The last time things got this bad, the guys in charge divided into two teams with blue and gray uniforms, rode gallantly onto the first fields of battle thinking it was a kind of rousing military theatrical, only to find themselves in a grinding four-year industrial-scale slaughter in which it was not uncommon for 20,000 young men to get shot to pieces in a single day — one day after another.
Of course, things are a bit different now since we became a nation of overfed clowns dedicated to getting something for nothing, but despite the abject futility of American life in its current incarnation, there is room for plenty of violence and destruction. The sad and peculiar angle of the current struggle is that both sides in government wish heartily to keep all the rackets of daily life going — they just disagree on the distribution method of the vig.
What amuses me at the moment is the behavior of the various financial markets and the cockamamie stories circulating to explain what they are doing in this time of perilous uncertainty. One popular story is called “the energy renaissance.” This is a fairy-tale that pretends that we have enough oil at a cheap enough price to keep driving to WalMart forever.
Of course, shale oil wells that cost $12million to drill and produce 80 barrels-a-day for three years before crapping out altogether do not bode well for that outcome, but the wish to believe over-rides the reality. Another laughable story du jour is “the manufacturing renaissance.” This story proposes that the “central corridor” of the USA, from North Dakota to Texas, is about to give China a run for its money in manufacturing.
The catch is that any new factory opening up in this scenario will be run on robots — leaving who, exactly, to be the customers paying for what these factories produce? Think about it for five minutes and you will understand that it is just a story calculated to goose up a share price here and there, and only for moment until it is discovered to be just a story. What interests me most is what happens when the stories lose their power to levitate the legitimacy of the people who tell them.

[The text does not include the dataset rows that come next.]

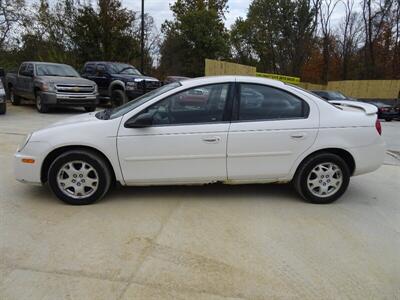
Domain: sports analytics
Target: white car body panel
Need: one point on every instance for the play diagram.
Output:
(230, 152)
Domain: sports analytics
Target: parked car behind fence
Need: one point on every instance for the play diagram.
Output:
(50, 85)
(118, 82)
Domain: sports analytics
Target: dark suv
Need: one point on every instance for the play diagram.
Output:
(118, 82)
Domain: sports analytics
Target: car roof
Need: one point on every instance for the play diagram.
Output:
(231, 78)
(42, 62)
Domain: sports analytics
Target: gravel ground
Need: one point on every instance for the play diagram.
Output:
(212, 242)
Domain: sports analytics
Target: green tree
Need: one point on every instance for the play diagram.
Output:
(196, 33)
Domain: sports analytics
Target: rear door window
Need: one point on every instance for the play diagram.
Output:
(261, 102)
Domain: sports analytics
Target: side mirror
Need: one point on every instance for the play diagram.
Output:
(100, 72)
(143, 120)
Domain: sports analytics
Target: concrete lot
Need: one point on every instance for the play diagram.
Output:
(213, 242)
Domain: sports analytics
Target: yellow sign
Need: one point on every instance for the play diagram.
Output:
(284, 78)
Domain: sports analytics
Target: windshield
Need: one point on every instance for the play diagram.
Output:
(123, 69)
(123, 109)
(56, 70)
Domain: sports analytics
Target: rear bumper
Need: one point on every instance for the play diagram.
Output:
(52, 99)
(388, 115)
(368, 158)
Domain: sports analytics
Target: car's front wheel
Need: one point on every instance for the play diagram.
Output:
(15, 100)
(79, 177)
(322, 178)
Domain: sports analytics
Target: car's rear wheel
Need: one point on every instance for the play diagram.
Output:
(79, 177)
(15, 100)
(322, 178)
(118, 98)
(40, 106)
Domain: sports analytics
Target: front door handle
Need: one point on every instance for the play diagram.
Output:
(212, 139)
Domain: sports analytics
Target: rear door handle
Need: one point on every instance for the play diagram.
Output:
(298, 135)
(211, 139)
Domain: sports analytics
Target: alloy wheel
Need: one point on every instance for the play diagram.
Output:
(325, 179)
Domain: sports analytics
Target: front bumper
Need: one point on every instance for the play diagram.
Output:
(53, 99)
(30, 172)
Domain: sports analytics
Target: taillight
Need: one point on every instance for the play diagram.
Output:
(378, 126)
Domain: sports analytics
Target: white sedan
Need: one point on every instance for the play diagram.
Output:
(228, 129)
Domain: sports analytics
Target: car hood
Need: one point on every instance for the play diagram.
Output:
(88, 117)
(65, 80)
(79, 128)
(126, 77)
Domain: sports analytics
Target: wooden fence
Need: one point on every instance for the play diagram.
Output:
(362, 89)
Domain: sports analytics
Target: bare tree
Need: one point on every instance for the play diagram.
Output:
(349, 36)
(375, 14)
(326, 10)
(11, 13)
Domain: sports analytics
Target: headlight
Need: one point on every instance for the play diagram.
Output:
(24, 142)
(131, 85)
(48, 87)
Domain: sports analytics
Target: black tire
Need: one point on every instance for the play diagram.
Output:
(90, 158)
(307, 167)
(40, 106)
(118, 97)
(90, 108)
(3, 108)
(15, 100)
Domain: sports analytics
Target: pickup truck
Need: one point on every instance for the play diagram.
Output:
(118, 82)
(50, 85)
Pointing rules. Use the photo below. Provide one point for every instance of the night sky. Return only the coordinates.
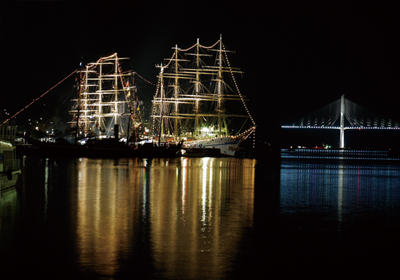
(296, 57)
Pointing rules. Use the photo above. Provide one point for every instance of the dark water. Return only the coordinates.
(206, 218)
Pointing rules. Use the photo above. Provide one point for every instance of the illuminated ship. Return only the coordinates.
(106, 114)
(9, 163)
(107, 104)
(195, 103)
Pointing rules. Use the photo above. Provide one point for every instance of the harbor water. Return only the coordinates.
(200, 218)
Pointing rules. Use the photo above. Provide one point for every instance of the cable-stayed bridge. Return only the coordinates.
(343, 114)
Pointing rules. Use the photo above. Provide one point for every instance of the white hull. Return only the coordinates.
(226, 145)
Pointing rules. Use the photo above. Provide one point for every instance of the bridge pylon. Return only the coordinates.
(343, 114)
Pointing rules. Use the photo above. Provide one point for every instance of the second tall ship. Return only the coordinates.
(198, 101)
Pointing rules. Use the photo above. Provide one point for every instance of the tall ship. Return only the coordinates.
(106, 117)
(106, 105)
(10, 168)
(198, 101)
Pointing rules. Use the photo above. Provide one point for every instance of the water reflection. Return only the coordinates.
(191, 212)
(338, 189)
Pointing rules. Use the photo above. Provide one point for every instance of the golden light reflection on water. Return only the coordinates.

Well, Christine LeGarde, chief of the IMF, tried to read the riot act to the American clownigarchs over the weekend, but they’re not paying attention to her. What has she done for her own country, France, lately anyhow. They’ve got their own set of rackets running over there.
The Chinese are getting a little prickly, too, since they are sitting on a few trillion in US promises to pay cash money in the not so distant future. The Chinese are beginning to apprehend that future perhaps never arriving.

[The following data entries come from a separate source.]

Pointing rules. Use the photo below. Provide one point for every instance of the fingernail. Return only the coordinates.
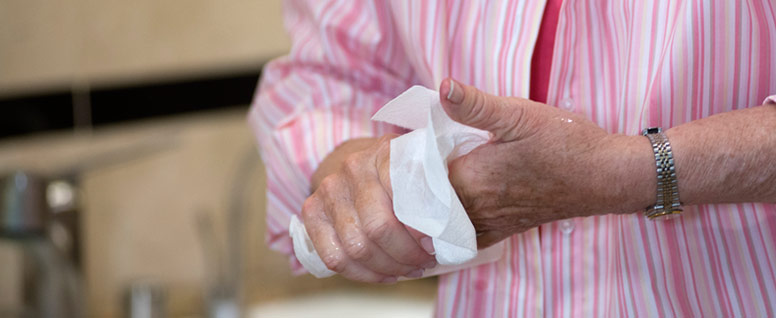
(454, 92)
(415, 274)
(388, 280)
(427, 245)
(429, 264)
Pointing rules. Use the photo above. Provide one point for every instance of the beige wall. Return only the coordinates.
(56, 44)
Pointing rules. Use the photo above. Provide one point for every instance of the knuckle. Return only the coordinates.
(329, 184)
(357, 249)
(334, 262)
(352, 164)
(378, 229)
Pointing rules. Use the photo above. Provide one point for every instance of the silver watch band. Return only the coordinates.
(667, 203)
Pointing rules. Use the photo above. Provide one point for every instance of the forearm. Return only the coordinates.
(725, 158)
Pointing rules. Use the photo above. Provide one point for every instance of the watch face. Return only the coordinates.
(651, 130)
(664, 215)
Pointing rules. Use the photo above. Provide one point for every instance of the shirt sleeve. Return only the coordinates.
(345, 63)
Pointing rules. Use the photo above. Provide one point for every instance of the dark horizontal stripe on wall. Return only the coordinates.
(63, 110)
(23, 115)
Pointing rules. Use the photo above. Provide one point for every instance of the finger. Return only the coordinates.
(346, 222)
(381, 227)
(472, 107)
(329, 247)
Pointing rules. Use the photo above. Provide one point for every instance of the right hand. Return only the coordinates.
(350, 217)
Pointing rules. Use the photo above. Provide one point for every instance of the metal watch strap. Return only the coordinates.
(667, 203)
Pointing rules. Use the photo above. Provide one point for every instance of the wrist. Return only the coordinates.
(631, 183)
(333, 161)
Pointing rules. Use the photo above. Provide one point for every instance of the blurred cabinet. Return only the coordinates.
(61, 44)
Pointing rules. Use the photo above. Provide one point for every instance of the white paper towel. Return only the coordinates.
(423, 197)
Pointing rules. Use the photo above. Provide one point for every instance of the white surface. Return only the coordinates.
(344, 304)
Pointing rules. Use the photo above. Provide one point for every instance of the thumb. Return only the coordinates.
(472, 107)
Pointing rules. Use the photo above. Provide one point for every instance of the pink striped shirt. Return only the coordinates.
(625, 65)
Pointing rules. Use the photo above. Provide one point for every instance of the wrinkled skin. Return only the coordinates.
(542, 164)
(350, 218)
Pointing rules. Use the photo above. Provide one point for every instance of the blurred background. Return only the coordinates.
(131, 184)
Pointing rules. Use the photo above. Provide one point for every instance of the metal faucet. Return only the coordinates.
(40, 215)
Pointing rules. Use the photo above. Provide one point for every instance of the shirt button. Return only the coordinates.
(566, 227)
(567, 104)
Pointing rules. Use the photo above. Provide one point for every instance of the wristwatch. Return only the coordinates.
(667, 204)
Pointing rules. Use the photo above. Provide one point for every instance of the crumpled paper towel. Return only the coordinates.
(423, 197)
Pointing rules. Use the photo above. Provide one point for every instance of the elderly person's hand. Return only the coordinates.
(542, 164)
(350, 218)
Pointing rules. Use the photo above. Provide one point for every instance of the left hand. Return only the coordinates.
(542, 164)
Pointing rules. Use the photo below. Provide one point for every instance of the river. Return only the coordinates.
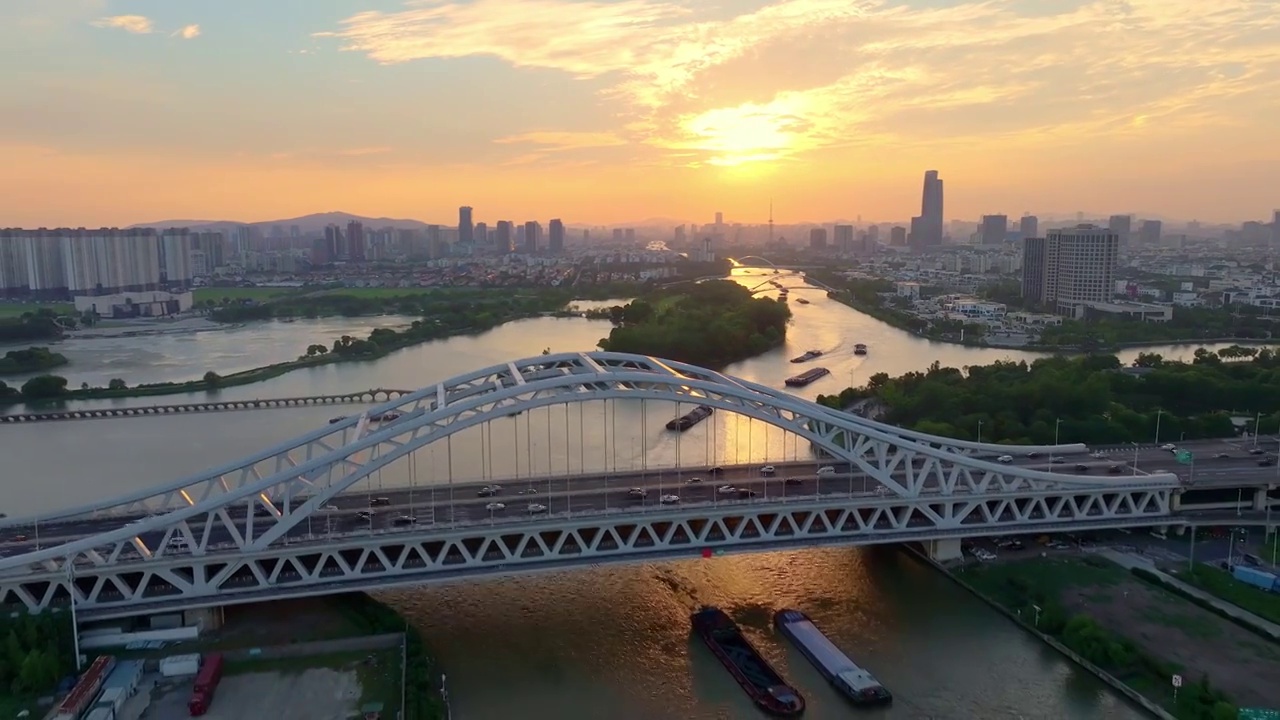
(608, 642)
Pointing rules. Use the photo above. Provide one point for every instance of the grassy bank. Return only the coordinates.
(1138, 633)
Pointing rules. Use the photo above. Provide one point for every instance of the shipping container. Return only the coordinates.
(113, 697)
(1253, 577)
(179, 665)
(86, 689)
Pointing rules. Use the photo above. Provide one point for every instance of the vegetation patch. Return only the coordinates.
(1093, 396)
(709, 324)
(1141, 634)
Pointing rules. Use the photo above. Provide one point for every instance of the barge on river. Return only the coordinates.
(807, 377)
(690, 419)
(844, 674)
(768, 691)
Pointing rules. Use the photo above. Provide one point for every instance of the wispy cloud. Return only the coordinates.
(138, 24)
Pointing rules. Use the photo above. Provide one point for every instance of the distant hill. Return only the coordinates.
(307, 223)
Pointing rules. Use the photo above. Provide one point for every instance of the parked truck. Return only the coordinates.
(1255, 577)
(206, 682)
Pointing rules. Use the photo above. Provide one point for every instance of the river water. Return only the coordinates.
(609, 642)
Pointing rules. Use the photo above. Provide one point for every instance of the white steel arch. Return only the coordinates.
(248, 507)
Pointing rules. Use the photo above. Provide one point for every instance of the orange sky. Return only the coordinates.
(597, 112)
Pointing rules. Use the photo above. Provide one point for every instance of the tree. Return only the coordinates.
(44, 387)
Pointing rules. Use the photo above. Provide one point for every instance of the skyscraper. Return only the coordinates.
(993, 229)
(1028, 226)
(1079, 268)
(556, 237)
(1123, 227)
(466, 231)
(927, 227)
(1150, 232)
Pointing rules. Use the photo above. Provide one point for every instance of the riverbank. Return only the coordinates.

In case you haven’t heard: America is “in recovery.” We can play all the games we want with money, or what passes for money these days. And then the moment will come when we can’t. That moment begins to feel creepily close.
.
1 comment :
This comment is being posted for Janos Keoni Samu:
Repaying our debts to China? There are different theories about this, but I think it is John McCain's is the closest when asked about the subject. He said: "We always have the military option." Isn't it a very pacifying and smart statement?